Anthropic, which generated around $4.5 billion in revenue last year, doesn’t have an agreement to share a slice of all of its revenue with a cloud provider. But, like OpenAI, it has agreed to share some of the revenue from cloud partners’ sales of its models with those partners.

The two firms’ cloud revenue-sharing deals differ in major ways, however, as does the way they count such revenue in their financial statements.

OpenAI, for instance, receives 20% of Microsoft sales of OpenAI models to Azure cloud customers. The ChatGPT maker counts that figure as revenue in its financial statements. (It’s not yet clear how OpenAI will account for revenue it generates through Amazon Web Services as part of a new deal between the companies.)

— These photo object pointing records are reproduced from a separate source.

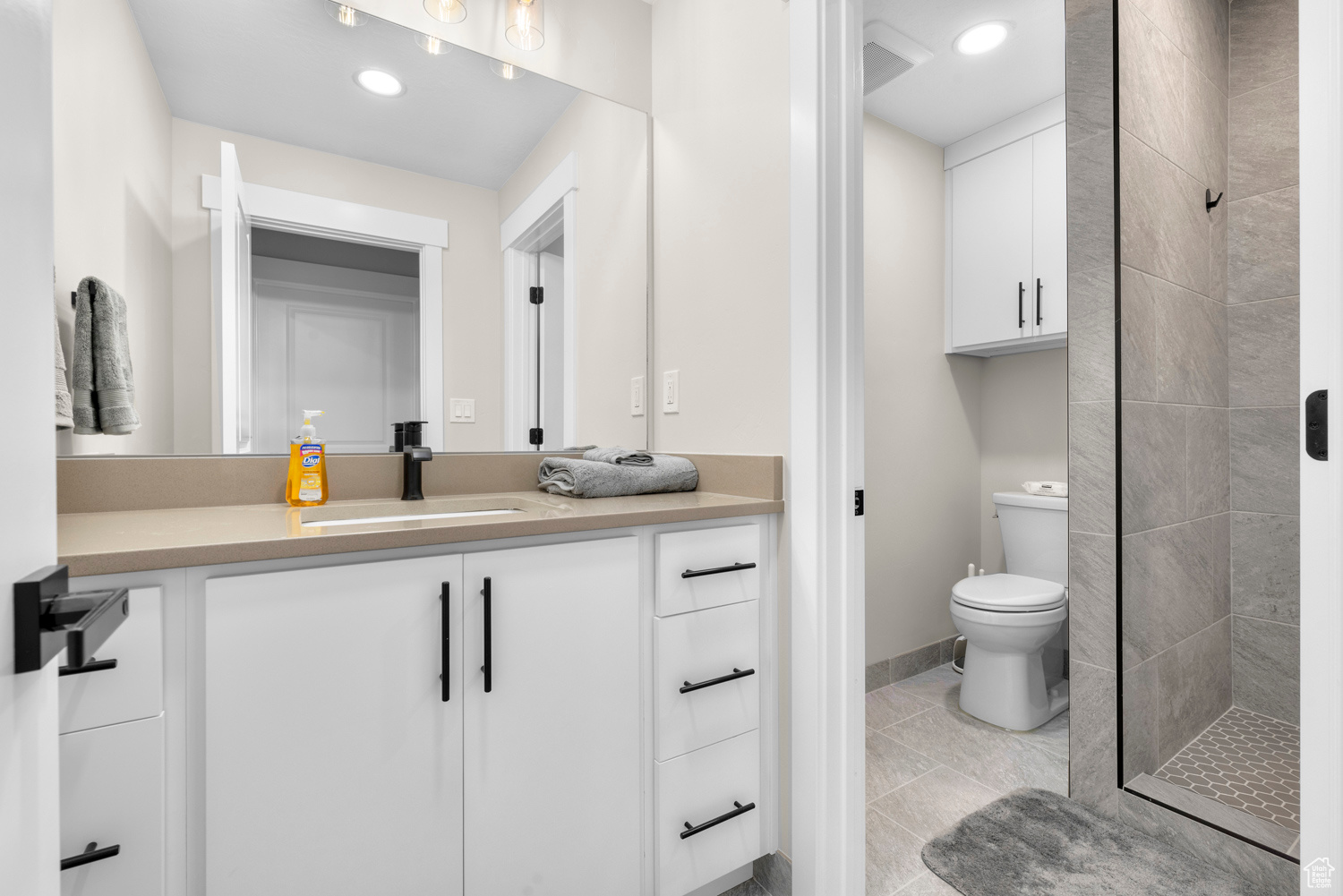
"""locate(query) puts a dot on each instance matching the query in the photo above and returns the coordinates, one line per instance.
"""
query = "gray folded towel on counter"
(618, 456)
(101, 376)
(601, 480)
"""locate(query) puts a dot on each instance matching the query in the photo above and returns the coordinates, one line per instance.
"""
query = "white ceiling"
(953, 96)
(284, 70)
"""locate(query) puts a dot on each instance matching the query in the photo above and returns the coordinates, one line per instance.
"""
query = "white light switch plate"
(461, 410)
(637, 397)
(671, 391)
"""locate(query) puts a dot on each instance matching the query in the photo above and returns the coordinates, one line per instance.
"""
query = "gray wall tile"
(1208, 463)
(1163, 222)
(1190, 346)
(1262, 244)
(1091, 335)
(1091, 466)
(1262, 45)
(1152, 439)
(1267, 567)
(1091, 598)
(1265, 665)
(1264, 140)
(1264, 352)
(1194, 681)
(1264, 460)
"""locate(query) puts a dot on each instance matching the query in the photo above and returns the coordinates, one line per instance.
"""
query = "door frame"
(1322, 482)
(826, 449)
(552, 203)
(311, 215)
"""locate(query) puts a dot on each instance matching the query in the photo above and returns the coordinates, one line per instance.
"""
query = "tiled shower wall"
(1174, 440)
(1262, 333)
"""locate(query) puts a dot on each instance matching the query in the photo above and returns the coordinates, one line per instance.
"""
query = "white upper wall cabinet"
(1007, 246)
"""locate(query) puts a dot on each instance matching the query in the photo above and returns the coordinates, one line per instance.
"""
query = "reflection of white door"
(338, 340)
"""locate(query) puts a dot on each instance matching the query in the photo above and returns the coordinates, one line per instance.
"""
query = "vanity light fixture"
(348, 16)
(982, 38)
(524, 29)
(507, 70)
(449, 11)
(432, 45)
(379, 82)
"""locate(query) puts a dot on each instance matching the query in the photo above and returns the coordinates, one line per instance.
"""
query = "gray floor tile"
(934, 802)
(892, 764)
(888, 705)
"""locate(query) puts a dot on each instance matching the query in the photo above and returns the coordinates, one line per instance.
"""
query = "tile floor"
(1246, 761)
(931, 764)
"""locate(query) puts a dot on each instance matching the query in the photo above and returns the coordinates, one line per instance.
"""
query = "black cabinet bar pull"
(93, 665)
(90, 855)
(736, 673)
(446, 632)
(727, 815)
(489, 641)
(690, 574)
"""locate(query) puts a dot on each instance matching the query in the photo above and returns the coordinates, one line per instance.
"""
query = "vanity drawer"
(112, 793)
(700, 788)
(727, 559)
(134, 688)
(697, 648)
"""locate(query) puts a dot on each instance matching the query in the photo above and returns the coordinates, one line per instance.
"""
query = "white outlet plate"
(637, 397)
(461, 410)
(672, 391)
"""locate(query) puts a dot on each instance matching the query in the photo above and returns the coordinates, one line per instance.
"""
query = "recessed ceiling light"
(982, 38)
(381, 82)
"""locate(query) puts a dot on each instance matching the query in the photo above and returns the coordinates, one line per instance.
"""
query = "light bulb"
(432, 45)
(449, 11)
(507, 70)
(982, 38)
(526, 24)
(348, 16)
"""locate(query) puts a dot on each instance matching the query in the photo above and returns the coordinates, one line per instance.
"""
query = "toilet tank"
(1034, 530)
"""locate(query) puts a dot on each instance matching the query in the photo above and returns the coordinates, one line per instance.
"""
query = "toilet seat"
(1007, 593)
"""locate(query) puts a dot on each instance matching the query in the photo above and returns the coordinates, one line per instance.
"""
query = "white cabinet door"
(552, 758)
(332, 761)
(1050, 233)
(991, 246)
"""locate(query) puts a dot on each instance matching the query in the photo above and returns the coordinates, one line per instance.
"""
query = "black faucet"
(411, 457)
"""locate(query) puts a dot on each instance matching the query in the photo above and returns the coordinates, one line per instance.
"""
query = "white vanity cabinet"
(1007, 249)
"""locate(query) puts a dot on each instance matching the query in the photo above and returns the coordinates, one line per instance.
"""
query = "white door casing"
(298, 212)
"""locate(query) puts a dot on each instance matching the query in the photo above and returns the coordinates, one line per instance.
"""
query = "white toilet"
(1007, 619)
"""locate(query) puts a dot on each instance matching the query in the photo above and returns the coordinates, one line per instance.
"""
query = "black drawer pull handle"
(727, 815)
(736, 673)
(93, 665)
(90, 855)
(692, 574)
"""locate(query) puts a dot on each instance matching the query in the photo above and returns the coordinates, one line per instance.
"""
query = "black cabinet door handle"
(90, 855)
(736, 673)
(446, 632)
(727, 815)
(489, 641)
(93, 665)
(692, 574)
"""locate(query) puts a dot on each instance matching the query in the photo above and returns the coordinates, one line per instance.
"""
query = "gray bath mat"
(1036, 841)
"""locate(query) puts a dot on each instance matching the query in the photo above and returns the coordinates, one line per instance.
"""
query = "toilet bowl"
(1009, 617)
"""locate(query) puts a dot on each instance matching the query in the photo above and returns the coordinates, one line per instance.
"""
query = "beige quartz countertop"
(158, 539)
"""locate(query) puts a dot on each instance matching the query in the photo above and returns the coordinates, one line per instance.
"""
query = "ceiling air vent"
(886, 54)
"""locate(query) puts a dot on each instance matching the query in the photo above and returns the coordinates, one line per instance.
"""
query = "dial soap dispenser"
(306, 484)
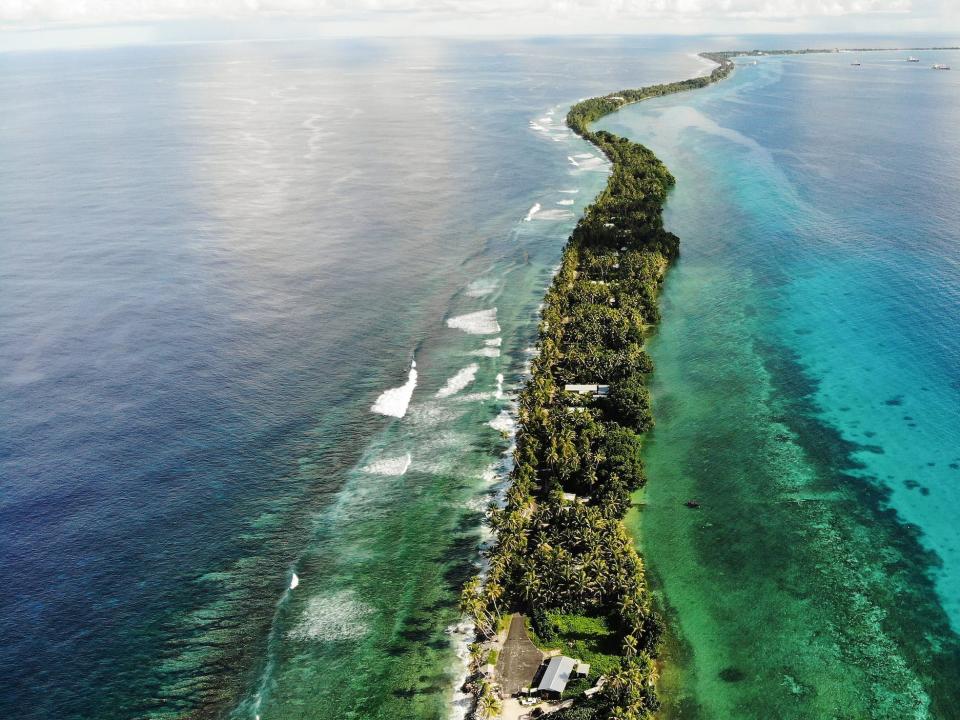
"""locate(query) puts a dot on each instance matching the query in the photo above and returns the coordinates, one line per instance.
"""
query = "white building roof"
(591, 389)
(557, 674)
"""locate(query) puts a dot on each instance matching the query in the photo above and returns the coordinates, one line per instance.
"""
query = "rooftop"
(557, 674)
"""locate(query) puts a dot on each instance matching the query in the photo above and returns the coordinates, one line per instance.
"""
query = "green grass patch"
(583, 637)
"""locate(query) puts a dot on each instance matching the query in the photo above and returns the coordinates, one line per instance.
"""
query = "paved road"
(519, 660)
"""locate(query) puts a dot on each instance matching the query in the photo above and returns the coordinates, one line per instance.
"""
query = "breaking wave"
(394, 402)
(481, 287)
(482, 322)
(391, 466)
(335, 616)
(459, 381)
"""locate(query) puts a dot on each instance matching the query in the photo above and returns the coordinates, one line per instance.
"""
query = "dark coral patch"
(732, 675)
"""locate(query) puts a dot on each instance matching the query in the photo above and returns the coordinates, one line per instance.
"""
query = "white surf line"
(482, 322)
(459, 381)
(389, 466)
(394, 402)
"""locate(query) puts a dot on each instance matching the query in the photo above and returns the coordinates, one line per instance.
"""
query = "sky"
(26, 23)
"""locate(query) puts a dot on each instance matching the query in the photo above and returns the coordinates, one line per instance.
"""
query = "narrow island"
(563, 571)
(564, 619)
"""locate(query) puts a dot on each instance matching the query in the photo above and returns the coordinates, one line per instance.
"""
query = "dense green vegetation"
(570, 564)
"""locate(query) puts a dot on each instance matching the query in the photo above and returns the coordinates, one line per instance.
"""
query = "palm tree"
(489, 705)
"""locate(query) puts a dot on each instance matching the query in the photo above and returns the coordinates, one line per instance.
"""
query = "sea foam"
(503, 422)
(555, 215)
(394, 402)
(481, 287)
(482, 322)
(459, 381)
(389, 466)
(333, 616)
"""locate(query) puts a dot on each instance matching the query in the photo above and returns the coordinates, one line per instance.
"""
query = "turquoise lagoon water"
(807, 391)
(219, 264)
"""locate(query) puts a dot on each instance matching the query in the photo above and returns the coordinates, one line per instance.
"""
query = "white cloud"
(43, 11)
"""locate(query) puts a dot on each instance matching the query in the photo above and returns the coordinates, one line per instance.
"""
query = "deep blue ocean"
(216, 260)
(262, 306)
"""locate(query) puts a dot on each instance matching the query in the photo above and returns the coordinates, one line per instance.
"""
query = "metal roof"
(557, 674)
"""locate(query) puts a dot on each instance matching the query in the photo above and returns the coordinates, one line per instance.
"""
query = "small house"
(556, 676)
(592, 390)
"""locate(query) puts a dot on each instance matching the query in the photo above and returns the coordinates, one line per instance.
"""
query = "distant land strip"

Anthropic counts such revenue very differently from OpenAI. AWS, Microsoft and Google each resell Anthropic’s Claude models to their respective cloud customers, but Anthropic reports all those sales as revenue, before the cloud providers receive their share of those sales. Instead, Anthropic accounts for the cloud provider payouts in its sales and marketing expenses, as we’ve previously reported here

The revenue accounting differences between OpenAI and Anthropic come down to which company is considered a “principal” that controls the service that is delivered to customers. OpenAI considers Microsoft to be the principal for the Azure OpenAI service, according to a person with knowledge of the relationship, because Microsoft directly controls the Azure service in question and also has exclusive rights to use OpenAI’s intellectual property.

Anthropic, meanwhile, considers itself to be the principal in its relationship with cloud partners. They don’t control the delivery of the models and products and instead are so-called distributors, according to a person with knowledge of the situation. 

Bottom line: Both companies are following Generally Accepted Accounting Principles, but because the nature of their deals with cloud providers differ markedly, they are at odds when accounting for sales through these companies. Unfortunately, we aren’t able to calculate how much that hurts OpenAI’s top line. 

Perhaps other metrics like free cash flow are a better metric to compare these AI labs. In that respect, Anthropic fares better, expecting to turn cash flow positive as soon as 2028, two years earlier than OpenAI projects it would.